Response functions after a quantum quench

TL;DR

This paper develops a method to extract full dynamical response functions, including linear responses, from quantum systems after a quench, extending previous work focused only on symmetrized correlations, and demonstrates light-cone effects in these responses.

Contribution

It introduces a new prescription to obtain complete dynamical response functions from static boundary theories after a quantum quench, broadening the scope of previous methods.

Findings

Method allows retrieval of full dynamical response functions.

Demonstrates emergence of light-cone effects in response functions.

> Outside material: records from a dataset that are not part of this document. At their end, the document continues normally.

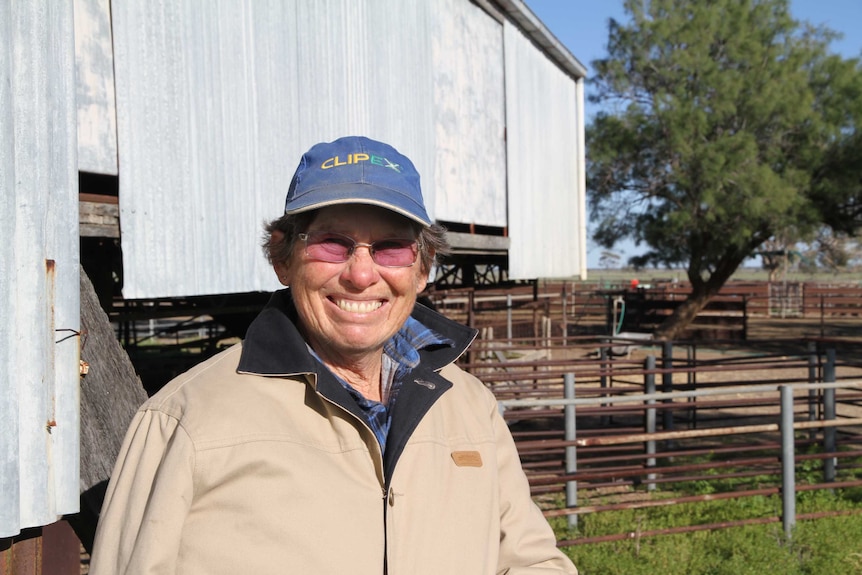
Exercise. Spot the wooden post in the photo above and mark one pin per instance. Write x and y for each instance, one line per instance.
(111, 393)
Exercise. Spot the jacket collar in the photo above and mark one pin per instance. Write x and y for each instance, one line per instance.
(273, 345)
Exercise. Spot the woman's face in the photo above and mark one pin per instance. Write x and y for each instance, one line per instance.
(348, 310)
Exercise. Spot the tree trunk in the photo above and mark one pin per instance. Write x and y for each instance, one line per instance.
(685, 313)
(111, 392)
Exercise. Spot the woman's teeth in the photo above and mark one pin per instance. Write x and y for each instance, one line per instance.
(358, 306)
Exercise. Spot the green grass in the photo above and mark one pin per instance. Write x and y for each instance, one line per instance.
(825, 546)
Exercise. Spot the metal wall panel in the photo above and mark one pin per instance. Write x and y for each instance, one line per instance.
(39, 271)
(469, 104)
(216, 101)
(94, 66)
(544, 149)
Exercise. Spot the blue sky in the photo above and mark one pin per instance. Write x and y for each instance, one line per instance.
(582, 26)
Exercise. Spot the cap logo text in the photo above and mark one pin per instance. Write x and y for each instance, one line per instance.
(336, 161)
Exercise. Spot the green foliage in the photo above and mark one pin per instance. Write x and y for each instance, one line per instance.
(826, 545)
(722, 114)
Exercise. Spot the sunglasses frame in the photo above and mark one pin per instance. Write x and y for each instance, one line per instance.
(414, 245)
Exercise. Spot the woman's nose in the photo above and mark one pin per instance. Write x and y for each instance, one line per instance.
(361, 271)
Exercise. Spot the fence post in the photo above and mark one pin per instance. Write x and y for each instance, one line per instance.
(812, 393)
(788, 462)
(571, 450)
(667, 386)
(605, 369)
(565, 320)
(649, 388)
(829, 415)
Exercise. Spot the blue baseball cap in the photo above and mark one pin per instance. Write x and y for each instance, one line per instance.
(356, 170)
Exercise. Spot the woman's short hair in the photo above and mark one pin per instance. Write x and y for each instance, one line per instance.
(278, 247)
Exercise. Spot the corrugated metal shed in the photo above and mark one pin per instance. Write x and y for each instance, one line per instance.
(215, 102)
(39, 309)
(544, 115)
(470, 108)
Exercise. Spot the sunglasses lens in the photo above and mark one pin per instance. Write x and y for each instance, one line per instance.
(336, 248)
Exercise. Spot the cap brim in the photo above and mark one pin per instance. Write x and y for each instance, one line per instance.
(367, 194)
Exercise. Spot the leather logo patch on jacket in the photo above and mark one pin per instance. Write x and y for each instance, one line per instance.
(467, 458)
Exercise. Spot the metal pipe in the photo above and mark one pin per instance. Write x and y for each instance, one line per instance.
(788, 463)
(829, 415)
(571, 450)
(649, 388)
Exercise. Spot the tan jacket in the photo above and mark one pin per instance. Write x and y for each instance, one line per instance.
(254, 462)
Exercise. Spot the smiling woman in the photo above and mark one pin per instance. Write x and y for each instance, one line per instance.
(341, 411)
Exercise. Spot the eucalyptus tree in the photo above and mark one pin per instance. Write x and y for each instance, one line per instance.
(716, 118)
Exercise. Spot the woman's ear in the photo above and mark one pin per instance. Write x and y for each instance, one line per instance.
(281, 268)
(424, 272)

Extends previous approaches focused solely on correlation functions.

Abstract

The response of physical systems to external perturbations can be used to probe both their equilibrium and non-equilibrium dynamics. While response and correlation functions are related in equilibrium by fluctuation-dissipation theorems, out of equilibrium they provide complementary information on the dynamics. In the past years, a method has been devised to map the quantum dynamics of an isolated extended system after a quench onto a static theory with boundaries in imaginary time; up to now, however, the focus was entirely on symmetrized correlation functions. Here we provide a prescription which, in principle, allows one to retrieve the whole set of relevant dynamical quantities characterizing the evolution, including linear response functions. We illustrate this construction with some relevant examples, showing in the process the emergence of light-cone effects similar to those observed in correlation functions.